Arrrrrgggggg! Make it stop!


----------



## Colin66 (Oct 8, 2021)

There are two ways that I know of. One involves a hammer, the other, a piece of dark tape.


----------



## Elrik Settee (Oct 8, 2021)

Blutak


----------



## rgames (Oct 8, 2021)

I have the exact same problem with the Oxygen Pro Mini on my desktop. And it is equally annoying. As far as I can tell there is no way to shut it off permanently. I opened it up and there was no easy way I could see to disconnect the LED. And I can't figure out how to do it via software or the menus.

I went with black tape but the problem is there's still some bleed through the pads that are adjacent. But the tape was enough to hide it when not looking at it.

rgames


----------



## Zedcars (Oct 8, 2021)

Does it allow you to set the internal tempo to zero? Theoretically it would then not flash at all. Just a thought…


----------



## musicalweather (Oct 8, 2021)

Zedcars said:


> Does it allow you to set the internal tempo to zero? Theoretically it would then not flash at all. Just a thought…


That's a good idea, but it only allows one to set it to 20 bpm.


----------



## lumcas (Oct 8, 2021)




----------



## puremusic (Oct 8, 2021)

This reminds me of my Keystep.. and not in a good way.


----------



## musicalweather (Oct 8, 2021)

3DC said:


> 1. Hold down the Tempo button to get to Tempo Menu
> 2. Push down the Enter Knob for Clock option
> 3. Select External option and press the same Enter Knob
> 4. Press Back button to exit the Tempo menu.
> ...


Boom! THANK YOU!!! I'm going to copy your instructions so I have them handy... I'm sure I'll soon have them memorized.
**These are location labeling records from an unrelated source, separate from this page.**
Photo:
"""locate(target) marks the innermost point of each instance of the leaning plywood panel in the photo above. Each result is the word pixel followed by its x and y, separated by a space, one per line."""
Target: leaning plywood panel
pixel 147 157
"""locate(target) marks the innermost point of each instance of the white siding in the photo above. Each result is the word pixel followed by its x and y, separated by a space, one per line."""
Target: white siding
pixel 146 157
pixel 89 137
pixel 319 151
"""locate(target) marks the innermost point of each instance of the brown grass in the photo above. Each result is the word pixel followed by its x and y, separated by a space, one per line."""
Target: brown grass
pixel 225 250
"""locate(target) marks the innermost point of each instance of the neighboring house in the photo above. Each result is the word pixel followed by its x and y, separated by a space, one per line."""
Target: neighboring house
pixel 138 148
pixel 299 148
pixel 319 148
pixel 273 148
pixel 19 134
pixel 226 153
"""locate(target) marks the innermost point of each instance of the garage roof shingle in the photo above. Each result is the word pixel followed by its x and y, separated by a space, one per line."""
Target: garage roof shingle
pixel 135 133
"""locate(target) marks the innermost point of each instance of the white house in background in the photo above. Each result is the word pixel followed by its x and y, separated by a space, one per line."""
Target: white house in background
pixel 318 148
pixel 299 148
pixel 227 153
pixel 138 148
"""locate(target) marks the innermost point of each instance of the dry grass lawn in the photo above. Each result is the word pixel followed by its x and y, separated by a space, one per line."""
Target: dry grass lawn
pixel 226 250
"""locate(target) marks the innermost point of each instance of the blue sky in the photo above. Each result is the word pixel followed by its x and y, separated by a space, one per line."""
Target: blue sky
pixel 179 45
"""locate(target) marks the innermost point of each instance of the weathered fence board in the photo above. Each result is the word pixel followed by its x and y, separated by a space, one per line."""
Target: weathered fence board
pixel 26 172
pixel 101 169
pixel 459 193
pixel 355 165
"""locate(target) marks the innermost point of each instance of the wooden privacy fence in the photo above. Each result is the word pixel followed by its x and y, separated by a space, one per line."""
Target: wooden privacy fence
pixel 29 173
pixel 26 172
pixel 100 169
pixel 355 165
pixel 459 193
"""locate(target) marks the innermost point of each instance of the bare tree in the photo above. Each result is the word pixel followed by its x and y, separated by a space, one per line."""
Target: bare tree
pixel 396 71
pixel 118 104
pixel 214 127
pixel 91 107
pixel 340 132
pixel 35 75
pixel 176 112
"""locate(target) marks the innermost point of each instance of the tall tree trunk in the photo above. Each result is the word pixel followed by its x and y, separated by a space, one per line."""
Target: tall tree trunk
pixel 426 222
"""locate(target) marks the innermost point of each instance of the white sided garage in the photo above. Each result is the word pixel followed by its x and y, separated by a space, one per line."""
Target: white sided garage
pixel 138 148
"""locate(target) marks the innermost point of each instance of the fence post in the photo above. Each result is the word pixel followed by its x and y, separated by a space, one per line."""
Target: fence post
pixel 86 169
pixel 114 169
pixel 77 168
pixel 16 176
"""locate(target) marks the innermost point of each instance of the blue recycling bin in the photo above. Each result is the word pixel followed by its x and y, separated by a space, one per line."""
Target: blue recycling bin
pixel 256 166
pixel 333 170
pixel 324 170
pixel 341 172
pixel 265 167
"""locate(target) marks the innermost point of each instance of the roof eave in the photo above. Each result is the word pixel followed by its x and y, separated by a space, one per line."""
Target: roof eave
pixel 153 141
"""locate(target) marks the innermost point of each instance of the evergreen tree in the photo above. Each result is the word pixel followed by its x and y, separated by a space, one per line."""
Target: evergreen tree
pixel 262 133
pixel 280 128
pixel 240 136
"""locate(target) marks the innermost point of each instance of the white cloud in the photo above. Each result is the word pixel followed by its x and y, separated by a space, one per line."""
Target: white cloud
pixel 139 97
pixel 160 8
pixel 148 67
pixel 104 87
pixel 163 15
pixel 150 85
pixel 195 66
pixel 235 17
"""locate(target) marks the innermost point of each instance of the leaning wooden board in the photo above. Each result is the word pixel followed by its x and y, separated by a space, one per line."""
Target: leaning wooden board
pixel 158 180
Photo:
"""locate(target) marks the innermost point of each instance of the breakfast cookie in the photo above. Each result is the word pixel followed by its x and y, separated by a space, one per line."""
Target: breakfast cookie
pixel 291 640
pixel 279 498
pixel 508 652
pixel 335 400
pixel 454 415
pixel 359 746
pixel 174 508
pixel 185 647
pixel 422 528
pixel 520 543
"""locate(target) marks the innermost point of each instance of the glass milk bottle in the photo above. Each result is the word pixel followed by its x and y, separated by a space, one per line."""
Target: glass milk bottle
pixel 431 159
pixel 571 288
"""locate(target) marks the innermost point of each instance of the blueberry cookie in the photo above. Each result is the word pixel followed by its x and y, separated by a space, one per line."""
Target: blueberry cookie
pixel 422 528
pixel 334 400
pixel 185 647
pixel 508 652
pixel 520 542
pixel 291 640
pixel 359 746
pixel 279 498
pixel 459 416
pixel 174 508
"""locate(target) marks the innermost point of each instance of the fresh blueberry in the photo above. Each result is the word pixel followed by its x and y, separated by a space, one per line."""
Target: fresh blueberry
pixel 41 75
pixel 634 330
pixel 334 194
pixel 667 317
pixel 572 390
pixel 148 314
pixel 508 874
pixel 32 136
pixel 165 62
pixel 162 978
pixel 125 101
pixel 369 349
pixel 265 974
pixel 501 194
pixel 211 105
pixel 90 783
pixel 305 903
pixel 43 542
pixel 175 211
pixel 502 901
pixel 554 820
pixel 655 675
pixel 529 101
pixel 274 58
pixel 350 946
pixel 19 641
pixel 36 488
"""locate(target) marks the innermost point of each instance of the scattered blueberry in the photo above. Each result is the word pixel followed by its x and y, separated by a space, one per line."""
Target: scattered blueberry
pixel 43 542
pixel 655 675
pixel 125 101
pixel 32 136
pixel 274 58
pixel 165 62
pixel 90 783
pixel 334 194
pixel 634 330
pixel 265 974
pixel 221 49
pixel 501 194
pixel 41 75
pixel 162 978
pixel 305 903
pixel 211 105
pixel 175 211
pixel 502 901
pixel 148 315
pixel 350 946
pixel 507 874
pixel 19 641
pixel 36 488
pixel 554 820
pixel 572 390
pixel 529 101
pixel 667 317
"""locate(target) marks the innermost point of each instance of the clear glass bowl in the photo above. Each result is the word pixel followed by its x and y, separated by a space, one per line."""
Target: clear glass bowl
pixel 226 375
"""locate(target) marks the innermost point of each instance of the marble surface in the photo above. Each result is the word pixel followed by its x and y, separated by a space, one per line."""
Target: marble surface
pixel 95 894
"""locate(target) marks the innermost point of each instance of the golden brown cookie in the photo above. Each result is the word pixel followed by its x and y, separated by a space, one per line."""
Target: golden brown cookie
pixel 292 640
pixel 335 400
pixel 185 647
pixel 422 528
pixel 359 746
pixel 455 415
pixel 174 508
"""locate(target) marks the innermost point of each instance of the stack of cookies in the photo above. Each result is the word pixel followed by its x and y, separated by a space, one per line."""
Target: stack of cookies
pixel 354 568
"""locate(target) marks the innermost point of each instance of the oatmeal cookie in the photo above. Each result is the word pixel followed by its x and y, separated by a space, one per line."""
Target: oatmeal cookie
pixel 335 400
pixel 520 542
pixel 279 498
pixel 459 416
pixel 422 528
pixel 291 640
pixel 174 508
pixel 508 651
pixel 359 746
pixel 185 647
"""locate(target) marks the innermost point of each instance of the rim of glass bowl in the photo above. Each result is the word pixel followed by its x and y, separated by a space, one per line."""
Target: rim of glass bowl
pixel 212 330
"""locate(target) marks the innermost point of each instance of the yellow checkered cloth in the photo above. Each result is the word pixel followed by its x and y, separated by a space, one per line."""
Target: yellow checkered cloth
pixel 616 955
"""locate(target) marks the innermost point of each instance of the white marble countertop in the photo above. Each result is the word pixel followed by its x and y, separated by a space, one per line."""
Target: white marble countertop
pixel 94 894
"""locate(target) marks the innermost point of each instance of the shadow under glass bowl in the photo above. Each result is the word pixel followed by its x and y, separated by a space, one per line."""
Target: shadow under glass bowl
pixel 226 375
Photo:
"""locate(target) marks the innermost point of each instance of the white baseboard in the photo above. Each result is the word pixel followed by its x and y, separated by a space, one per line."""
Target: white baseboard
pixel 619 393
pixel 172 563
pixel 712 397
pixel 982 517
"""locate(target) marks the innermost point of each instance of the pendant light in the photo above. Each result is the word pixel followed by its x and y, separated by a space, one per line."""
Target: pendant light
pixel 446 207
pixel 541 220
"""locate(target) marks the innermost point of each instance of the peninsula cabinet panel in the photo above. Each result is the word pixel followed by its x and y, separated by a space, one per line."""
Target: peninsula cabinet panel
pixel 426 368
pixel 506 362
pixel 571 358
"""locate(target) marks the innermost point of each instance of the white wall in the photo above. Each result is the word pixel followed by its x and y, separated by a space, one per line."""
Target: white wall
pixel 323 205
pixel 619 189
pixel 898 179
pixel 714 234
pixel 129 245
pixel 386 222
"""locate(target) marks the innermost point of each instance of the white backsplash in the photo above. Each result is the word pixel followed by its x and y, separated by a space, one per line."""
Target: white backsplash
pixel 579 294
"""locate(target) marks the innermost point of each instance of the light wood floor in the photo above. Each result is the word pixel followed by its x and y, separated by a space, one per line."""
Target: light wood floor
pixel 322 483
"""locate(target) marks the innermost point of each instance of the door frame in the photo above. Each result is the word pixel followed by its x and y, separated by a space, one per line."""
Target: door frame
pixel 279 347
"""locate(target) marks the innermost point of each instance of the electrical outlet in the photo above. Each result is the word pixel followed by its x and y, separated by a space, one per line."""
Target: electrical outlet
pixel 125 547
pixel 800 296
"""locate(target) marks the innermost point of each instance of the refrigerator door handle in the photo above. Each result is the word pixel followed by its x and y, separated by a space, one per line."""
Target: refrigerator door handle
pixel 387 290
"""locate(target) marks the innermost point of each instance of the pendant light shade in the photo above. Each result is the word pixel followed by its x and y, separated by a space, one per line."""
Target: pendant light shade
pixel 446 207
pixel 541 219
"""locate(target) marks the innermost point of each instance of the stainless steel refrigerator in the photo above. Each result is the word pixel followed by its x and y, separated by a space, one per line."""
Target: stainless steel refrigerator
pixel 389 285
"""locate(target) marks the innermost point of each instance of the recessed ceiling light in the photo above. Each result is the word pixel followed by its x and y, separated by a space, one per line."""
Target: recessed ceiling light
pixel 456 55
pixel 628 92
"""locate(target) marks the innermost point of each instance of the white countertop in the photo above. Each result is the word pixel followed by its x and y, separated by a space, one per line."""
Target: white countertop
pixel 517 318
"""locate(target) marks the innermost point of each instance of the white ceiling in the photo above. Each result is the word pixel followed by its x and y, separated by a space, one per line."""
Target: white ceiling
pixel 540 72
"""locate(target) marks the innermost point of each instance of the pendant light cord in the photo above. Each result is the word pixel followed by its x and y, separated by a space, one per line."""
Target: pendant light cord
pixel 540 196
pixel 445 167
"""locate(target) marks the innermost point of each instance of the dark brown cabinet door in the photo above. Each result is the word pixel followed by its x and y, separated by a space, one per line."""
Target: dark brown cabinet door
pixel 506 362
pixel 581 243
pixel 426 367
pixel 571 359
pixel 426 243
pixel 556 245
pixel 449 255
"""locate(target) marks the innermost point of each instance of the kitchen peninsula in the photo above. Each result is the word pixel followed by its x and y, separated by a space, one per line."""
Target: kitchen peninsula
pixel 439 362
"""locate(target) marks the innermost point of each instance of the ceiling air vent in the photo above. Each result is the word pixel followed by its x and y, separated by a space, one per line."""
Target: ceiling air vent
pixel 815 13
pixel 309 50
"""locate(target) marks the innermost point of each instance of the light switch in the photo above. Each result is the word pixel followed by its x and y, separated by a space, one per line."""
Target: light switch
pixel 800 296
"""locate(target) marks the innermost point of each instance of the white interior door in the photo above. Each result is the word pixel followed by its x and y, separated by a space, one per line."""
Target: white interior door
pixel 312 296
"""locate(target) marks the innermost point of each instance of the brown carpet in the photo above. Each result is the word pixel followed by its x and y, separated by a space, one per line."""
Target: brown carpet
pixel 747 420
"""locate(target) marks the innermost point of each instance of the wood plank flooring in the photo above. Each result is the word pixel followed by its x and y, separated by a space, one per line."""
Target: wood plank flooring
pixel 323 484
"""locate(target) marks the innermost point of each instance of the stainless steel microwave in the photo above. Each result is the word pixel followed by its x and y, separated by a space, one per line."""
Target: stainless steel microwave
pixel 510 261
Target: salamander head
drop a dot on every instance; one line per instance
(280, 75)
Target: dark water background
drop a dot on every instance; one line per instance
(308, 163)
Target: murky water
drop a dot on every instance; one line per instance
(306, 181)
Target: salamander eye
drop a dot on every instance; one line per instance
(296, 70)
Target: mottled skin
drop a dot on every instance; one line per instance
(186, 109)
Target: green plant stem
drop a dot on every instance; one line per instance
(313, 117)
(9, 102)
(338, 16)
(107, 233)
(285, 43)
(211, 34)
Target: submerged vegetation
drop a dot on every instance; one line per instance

Fingers crossed that M-Audio will get this fixed. 

Thanks to everyone else for your comments. 



Colin66 said:


> There are two ways that I know of. One involves a hammer, the other, a piece of dark tape.


Perhaps the name "Hammer-88" was prescient on M-Audio's part...


----------



## Colin66 (Oct 8, 2021)

musicalweather said:


> Perhaps the name "Hammer-88" was prescient on M-Audio's part...


Those marketing f***ers never miss a trick.....


----------



## nalxy (Dec 3, 2021)

Hi, I just had to make an account since I figured out a solution. So I have the Oxygen Pro Mini and had the same problem. Here's how I fixed it *permanently*. Hopefully it will work for you too.

1. Download the respective preset editor from M-Audio's site.
2. Plug in your device.
3. When you launch the preset editor there should be an option to select the source as "External" or "Internal". Choose "External".
4. Go to "File" and click "Send preset". Choose the preset you want to replace.
5. Through your device, select the preset you just made. Now hopefully when you start up your device the setting should save and the blinking should be no more.

Let me know if this works!


----------